He stayed like that for some time, huddled against the wall with his hands over his face, trying to shake the blinding terror of his situation. He pushed aside the questions, sometimes waving his hand in front of him to physically swipe at them, until he was sure he was breathing at a somewhat normal pace, but the terror hung over his heart and wrapped around it tightly, occasionally squeezing gently to remind him that it was going nowhere.


Mike finally opened his eyes and found that the room was still as black as ever. “At least it's not even darker,” he thought, a glib attempt to make himself feel better by trying to keep some good humor. The wall behind him felt rough like stone. Where on Earth was he? Where on Earth was there a place like this? Was he in a cave?

“Hello?” He shouted into the blackness, expecting to hear a distant echo. Instead he was confronted with a sound similar to singing in a shower. The space was much smaller than a cave, in fact it seemed to be about the size of a closet. He felt a hard squeeze on his heart as though a belt had been tightened a notch too far, then closed his eyes and covered his face again to fend off the encroaching claustrophobia.

In spite of the terror, Mike realized that he could not sit there cowering forever, that he needed to find out more about this strange place, this terrible situation, so he slowly got to his feet, keeping his back against the wall. He reached out in front of him and, to his relief, found nothing. He reached out to his left and his fingertips grazed a wall, to his right his hand barely grazed another wall, both apparently stone. He reached above him, the ceiling was about a foot above his head. He felt around him, looking for cracks or doors in the walls or ceiling, and he found tiny crevices where the walls fit together. He tried to wedge his fingers into the cracks and pry, but they were too small. He pushed against the ceiling, but it was rigid and immovable. Finally he knelt to check the ground for openings. Here he was surprised to find the ground smooth and warm, a marked departure from the cold stone walls and ceiling. In fact, the floor felt more like wood.
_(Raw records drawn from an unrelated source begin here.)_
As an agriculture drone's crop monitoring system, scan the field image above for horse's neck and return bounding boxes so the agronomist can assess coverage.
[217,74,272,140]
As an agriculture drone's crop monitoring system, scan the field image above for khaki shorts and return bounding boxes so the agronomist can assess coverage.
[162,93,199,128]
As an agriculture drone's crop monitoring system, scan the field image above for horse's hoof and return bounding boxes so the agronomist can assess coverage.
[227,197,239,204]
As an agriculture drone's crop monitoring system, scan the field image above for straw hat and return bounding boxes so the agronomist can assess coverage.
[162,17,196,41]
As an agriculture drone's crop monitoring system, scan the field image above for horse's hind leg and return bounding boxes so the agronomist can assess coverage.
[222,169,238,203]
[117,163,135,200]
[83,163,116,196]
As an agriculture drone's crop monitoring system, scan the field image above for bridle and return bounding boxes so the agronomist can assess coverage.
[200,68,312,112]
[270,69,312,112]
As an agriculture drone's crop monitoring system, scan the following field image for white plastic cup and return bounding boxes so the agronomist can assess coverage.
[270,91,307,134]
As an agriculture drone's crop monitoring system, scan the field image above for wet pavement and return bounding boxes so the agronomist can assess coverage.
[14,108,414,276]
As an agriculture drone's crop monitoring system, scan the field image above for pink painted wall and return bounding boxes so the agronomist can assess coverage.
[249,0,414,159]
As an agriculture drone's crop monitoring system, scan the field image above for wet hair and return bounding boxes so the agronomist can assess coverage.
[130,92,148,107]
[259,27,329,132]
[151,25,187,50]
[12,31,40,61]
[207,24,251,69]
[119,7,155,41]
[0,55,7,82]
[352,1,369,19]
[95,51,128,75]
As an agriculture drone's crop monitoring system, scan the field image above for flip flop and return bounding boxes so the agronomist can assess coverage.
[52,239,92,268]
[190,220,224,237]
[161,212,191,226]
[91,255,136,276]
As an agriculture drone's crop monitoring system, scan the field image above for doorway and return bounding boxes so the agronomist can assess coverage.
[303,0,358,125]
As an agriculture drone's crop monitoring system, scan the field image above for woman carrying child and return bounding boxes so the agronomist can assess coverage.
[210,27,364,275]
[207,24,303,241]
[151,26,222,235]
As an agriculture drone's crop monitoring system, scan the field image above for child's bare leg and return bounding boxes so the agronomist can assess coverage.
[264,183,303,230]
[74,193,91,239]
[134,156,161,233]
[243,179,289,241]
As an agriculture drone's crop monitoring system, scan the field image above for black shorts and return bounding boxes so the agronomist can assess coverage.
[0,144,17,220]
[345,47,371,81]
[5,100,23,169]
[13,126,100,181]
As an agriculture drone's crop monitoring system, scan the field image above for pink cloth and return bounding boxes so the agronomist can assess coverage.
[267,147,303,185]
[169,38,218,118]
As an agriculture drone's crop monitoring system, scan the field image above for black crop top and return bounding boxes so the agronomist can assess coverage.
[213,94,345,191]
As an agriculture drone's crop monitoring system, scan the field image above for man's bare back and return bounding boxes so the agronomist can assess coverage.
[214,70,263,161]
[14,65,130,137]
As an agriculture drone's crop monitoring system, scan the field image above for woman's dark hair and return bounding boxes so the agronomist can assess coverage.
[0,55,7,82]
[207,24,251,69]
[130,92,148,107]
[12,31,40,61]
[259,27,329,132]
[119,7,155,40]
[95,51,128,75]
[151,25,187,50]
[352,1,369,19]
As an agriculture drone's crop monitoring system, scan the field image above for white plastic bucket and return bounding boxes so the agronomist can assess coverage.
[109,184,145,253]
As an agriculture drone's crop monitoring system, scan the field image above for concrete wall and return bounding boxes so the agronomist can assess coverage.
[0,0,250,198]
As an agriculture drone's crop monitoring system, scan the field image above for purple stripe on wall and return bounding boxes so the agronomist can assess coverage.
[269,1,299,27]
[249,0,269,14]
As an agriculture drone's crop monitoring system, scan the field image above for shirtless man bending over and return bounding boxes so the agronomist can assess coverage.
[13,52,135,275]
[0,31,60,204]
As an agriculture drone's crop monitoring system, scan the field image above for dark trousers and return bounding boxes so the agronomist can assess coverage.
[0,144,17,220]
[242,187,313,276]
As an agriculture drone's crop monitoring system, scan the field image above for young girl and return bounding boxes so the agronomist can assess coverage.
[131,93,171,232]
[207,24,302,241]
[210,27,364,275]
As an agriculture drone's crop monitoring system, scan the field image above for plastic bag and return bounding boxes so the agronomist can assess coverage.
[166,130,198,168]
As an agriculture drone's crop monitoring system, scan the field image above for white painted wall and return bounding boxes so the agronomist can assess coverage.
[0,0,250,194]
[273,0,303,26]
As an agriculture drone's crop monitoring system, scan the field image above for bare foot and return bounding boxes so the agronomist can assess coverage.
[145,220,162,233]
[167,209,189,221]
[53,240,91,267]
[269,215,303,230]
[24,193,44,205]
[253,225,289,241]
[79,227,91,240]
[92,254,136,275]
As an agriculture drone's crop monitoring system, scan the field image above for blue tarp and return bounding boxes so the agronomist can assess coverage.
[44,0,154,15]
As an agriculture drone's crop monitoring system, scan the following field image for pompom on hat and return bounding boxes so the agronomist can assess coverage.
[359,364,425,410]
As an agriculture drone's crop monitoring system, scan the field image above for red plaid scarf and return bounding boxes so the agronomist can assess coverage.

He shuddered in the darkness. Could that mean... No...

Was this place made by someone? Some person?

Where the hell was he?

The terror tightened another notch, so he took another deep breath and collapsed back to the ground. His mind raced: what is going on? What is this place? And the fear rose up in him as his mind ran in furious, ever-tightening circles. He rocked back and forth trying to calm down, but instead flung himself madly at the ground and began clawing at the wood and screaming for help. He felt his fingernails bending backwards against the floor, finally chipping and breaking, but even this could not stop his mad pleas, but the closeness of his voice as it bounced around the tiny chamber only increased his panic. It came back to him sounding alien and horrific, and soon began to feel like a hundred close-packed voices fighting desperately to overtake him. He stopped screaming and clawing and frantically pushed away from the spot and back to the wall. He let out a final tiny whimper of “help” then let the tears burst forth. His insignificant whimper was stopped dead against the cold stone.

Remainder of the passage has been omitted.